Was wird im Hauptteil der Arbeit behandelt?
Der Hauptteil gliedert sich in eine allgemeine Einführung, die Differenzierung der Störungen des Cluster A und eine vertiefende Analyse der schizoiden Persönlichkeitsstörung.
Welche Schlüsselwörter charakterisieren die Arbeit?
Wichtige Begriffe sind insbesondere die verschiedenen Cluster-A-Diagnosen, soziale Isolation, therapeutische Beziehungsgestaltung und die psychologische Differenzierung von Affekten.
Warum wird im Alltag bei der Wohnsituation zwischen verschiedenen Schizoiden unterschieden?
Weil das Bedürfnis nach Anonymität variiert; während manche in ländlichen Gemeinschaften zurechtkommen, bevorzugen andere die Anonymität einer Großstadt, um ihre distanzierte Art nicht zum sozialen Konflikt werden zu lassen.
Welche Rolle spielt die therapeutische Beziehung bei der Behandlung von Schizoiden?
Die Entwicklung einer vertrauensvollen Beziehung ist entscheidend, erfordert jedoch aufgrund der störungsbedingten Schwierigkeiten in zwischenmenschlichen Beziehungen viel Geduld, menschliche Wärme und die Akzeptanz einer langsamen Regulation von Nähe und Distanz.

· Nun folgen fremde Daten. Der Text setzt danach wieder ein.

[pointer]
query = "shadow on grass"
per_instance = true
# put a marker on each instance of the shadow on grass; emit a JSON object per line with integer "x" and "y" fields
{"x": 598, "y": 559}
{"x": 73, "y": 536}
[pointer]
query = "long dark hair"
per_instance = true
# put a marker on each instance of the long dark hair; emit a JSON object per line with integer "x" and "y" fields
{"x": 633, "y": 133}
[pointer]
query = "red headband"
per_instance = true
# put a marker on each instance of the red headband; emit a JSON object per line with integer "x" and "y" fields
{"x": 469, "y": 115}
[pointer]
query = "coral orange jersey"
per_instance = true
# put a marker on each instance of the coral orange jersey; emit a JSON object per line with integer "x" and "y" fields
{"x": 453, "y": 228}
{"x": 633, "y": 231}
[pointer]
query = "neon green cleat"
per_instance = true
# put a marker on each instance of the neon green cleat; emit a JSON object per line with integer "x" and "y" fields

Warum ist die Wahl des Berufs für Schizoide oft eingeschränkt?
Da viele Berufe soziale Kompetenzen (Softskills) wie Teamfähigkeit erfordern, meiden Schizoide diese. Sie neigen dazu, Berufe zu wählen, in denen sie als „Einzelkämpfer“ agieren können, wie beispielsweise in der theoretischen Wissenschaft oder Mathematik.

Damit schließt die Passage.